Bruno était à peu près à dix mètres de la table quand il perçut un violent sifflement ou plutôt une stridulation, quelque chose de suraigu, vraiment inhumain. Il se retourna: Pierre-Louis était écarlate, il serrait les poings. D'un seul coup il sauta sur la table, sans prendre d'élan, à pieds joints. Il reprit sa respiration; le sifflement qui s'échappait de sa poitrine s'interrompit. Puis il se mit à marcher de long en large sur la table en se martelant le crâne à grands coups de poing; les assiettes et les verres valsaient autour de lui; il donnait des coups de pied dans tous les sens en répétant d'une voix forte: «Vous ne pouvez pas! Vous ne pouvez pas me traiter comme ça!…» Pour une fois, il ne bégayait pas. Il fallut cinq personnes pour le maîtriser. Le soir même, il était admis à l'hôpital psychiatrique d'Angoulême.

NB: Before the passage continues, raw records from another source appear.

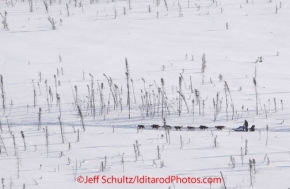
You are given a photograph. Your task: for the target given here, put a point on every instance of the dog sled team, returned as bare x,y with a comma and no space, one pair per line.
201,127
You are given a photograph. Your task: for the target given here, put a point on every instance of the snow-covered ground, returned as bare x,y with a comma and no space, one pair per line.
160,40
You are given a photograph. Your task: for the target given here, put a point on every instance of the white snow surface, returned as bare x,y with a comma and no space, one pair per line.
167,42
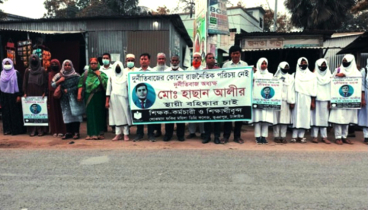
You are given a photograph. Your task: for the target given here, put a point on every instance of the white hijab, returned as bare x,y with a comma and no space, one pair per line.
351,70
118,78
323,81
323,77
305,80
262,74
279,74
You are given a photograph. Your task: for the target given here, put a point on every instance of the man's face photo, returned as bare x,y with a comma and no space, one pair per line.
345,89
266,91
141,92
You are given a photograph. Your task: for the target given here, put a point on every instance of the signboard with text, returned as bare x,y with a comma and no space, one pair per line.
346,92
267,94
35,111
191,96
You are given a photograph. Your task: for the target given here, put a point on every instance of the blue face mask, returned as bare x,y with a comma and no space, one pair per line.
105,62
130,64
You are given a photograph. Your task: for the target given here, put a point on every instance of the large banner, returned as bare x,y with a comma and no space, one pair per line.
191,96
267,94
200,28
35,111
217,15
346,93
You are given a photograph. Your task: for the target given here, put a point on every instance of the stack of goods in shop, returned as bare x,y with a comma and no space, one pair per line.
24,51
46,59
10,51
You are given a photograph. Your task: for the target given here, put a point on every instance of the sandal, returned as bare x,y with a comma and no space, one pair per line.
66,136
117,138
76,136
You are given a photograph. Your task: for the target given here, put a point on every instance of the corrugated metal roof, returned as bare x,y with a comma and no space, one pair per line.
290,48
43,32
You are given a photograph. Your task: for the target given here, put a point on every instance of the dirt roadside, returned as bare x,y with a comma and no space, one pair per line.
49,142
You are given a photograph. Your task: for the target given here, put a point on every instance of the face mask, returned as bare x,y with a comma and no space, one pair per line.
284,71
303,67
105,62
8,67
323,68
34,62
196,64
118,69
346,64
174,67
130,64
55,68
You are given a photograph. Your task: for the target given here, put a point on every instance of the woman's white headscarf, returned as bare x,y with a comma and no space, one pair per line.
351,70
279,74
305,80
323,77
262,74
323,81
118,78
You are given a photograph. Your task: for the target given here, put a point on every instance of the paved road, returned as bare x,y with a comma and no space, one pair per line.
182,179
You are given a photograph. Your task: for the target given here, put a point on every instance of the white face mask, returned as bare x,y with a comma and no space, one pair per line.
174,67
8,67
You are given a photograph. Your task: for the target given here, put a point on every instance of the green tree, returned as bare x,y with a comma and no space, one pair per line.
2,13
88,8
318,14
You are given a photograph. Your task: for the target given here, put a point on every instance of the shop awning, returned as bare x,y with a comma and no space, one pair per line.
42,32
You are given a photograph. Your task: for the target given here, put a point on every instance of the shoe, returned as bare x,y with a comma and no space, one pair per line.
303,140
67,136
158,134
76,136
346,141
264,140
206,140
224,140
166,138
152,138
326,141
138,138
117,137
217,140
192,135
277,140
338,141
238,140
351,135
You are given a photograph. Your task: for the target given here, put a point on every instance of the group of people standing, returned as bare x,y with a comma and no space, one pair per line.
305,99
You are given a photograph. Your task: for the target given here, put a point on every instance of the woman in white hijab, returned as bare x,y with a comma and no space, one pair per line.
305,90
363,112
341,118
282,118
262,118
319,116
117,102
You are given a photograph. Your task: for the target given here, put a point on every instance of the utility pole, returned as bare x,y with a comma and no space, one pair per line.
275,18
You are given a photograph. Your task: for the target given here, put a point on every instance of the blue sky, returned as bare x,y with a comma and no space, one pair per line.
35,8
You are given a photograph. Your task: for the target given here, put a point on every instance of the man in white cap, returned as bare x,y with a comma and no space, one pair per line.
197,61
161,62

Bruno se réveilla en sursaut vers trois heures, sortit de sa tente; il était en sueur. Le camping était calme, c'était la pleine lune; on entendait le chant monotone des rainettes. Au bord de l'étang, il attendit l'heure du petit déjeuner. Juste avant l'aube, il eut un peu froid. Les ateliers du matin commençaient à dix heures. Vers dix heures un quart, il se dirigea vers la pyramide. Il hésita devant la porte de l'atelier d'écriture; puis il descendit un étage. Pendant une vingtaine de secondes il déchiffra le programme de l'atelier d'aquarelle, puis il remonta quelques marches. L'escalier était compose de rampes droites, séparées à mi-hauteur par de brels segments incurvés. À l'intérieur de chaque segment la largeur des marches augmentait, puis diminuait de nouveau. Au point de rebroussement de la courbe, il y avait une marche plus large que toutes les autres. C’est sur cette marche qu'il s'assit. Il s'adossa au mur. Il commença à se sentir bien.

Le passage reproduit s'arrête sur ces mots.